足音をたてないように忍び足で、私は四つ辻の北西の隅に、13個のおにぎりを詰めたおり箱を音もなく供えて、心の中でこう祈った。

13仏さま 。

観音菩薩様 勢至菩薩様 お不動さま 地蔵さま 阿弥陀如来さま
お釈迦様 。弥勒菩薩様 薬師如来さま 、大日如来さま 、虚空蔵菩薩様 
文殊菩薩様 、普賢菩薩様 アシュク如来さま


お見通しのごとく、母も私も難渋しております。十三仏さんに供養して、お力添えをえることによって、なんとか救われたいと思う一心で、この夜の闇の中で、お願いしております。
聞くところによると、十三仏さんに供養すると、お迎えにこられるかもしれないということですが、それだけはどうかなしにしてください。まだこの世で、何の役割も果たしていない私ですから、せめて私がそれなりの人物になって、社会の役に立っている姿を母に見せたいのです。それからあとに母を見送るならば、私は後悔が少ないのです。
母も、わが腹を痛めて産んだ子が、社会の役に立っている姿を見たら安心して、彼岸を目指すことができるでしょう。
虫の良いお願いをすれば、母は私がひとかどの人物になるまで、どうしてもこの世にいてもらわなければなりませんので。あの世に連れて行かずに、この世で、たとえ1寸でも楽になるように、お願いいたします。

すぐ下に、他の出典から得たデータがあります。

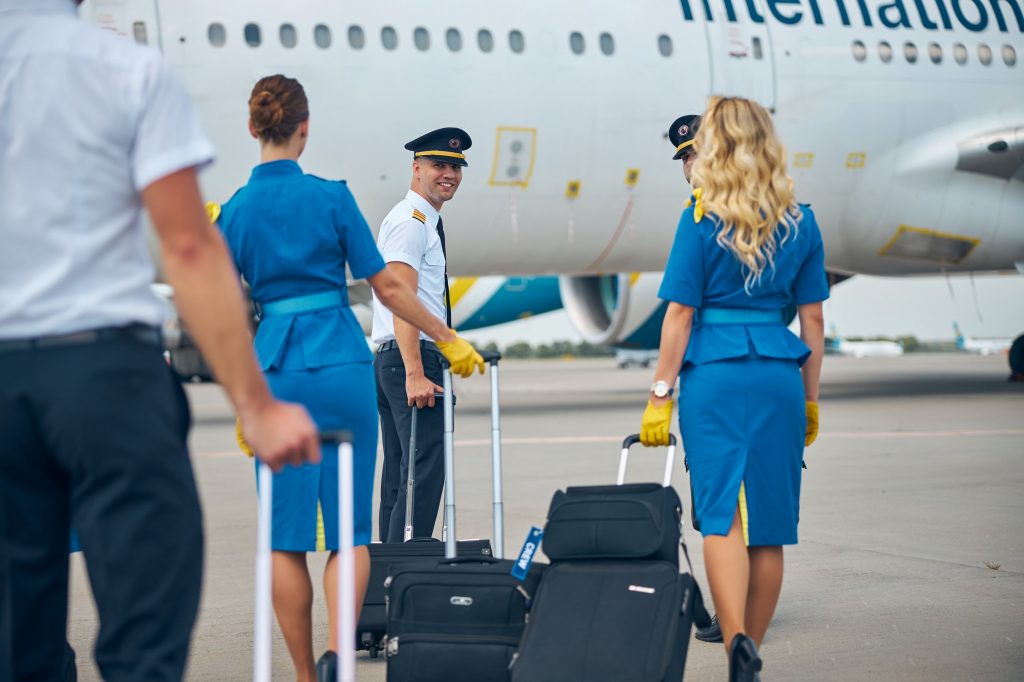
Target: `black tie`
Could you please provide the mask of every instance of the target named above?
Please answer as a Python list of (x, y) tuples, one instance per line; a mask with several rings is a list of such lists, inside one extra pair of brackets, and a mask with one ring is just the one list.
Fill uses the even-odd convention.
[(437, 237), (441, 240), (441, 255), (444, 256), (444, 321), (452, 327), (452, 295), (447, 289), (447, 250), (444, 248), (444, 223), (437, 216)]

そしてもし、願いを叶えていただいたとしても、それに味をしめて、2度3度お願いするようなことは慎みます。一生一度のお願いのことゆえ、何卒叶えて頂きとう存じます。お粗末ですが、これは母から十三仏さんに、お供えしたものでございます。どうかお召し上がりください。そしてこの功徳を持って何卒宜しくお願い申しあげます。

人や車が通るのを気にしないから、口早に心で唱えて、私がまっしぐらに家を目指して、早足で歩いた。決して後ろを振り向くな、との忠告を厳守するために、私は、両手を顔に、あてて後ろを振り返ることが、できないようにしながら家へたどり着いた。

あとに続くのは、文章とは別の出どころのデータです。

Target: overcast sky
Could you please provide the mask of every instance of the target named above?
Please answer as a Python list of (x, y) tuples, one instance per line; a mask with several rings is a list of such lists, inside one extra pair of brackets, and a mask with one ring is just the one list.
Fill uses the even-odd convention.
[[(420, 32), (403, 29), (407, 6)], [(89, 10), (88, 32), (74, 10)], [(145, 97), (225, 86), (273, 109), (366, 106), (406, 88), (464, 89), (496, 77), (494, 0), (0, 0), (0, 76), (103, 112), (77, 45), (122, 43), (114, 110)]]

決して人に、十三仏さんにご供養していう姿を見られないようにという言葉が、不安となって、まとわりついたが、とにかく、友人が教えてくれたとおり十三仏さんをした。

寿命があったのだろうか。私の願いが聞き届けられたのだろうか。母は、年齢を重ねて、老衰は自然進行しているとはいうものの、寝たきりではあるが、あれ以来、10年間、大した病気もせず、床に伏せっている。
来年は80歳になる。こういう案配で、私は十三仏さんに、今では心から感謝している。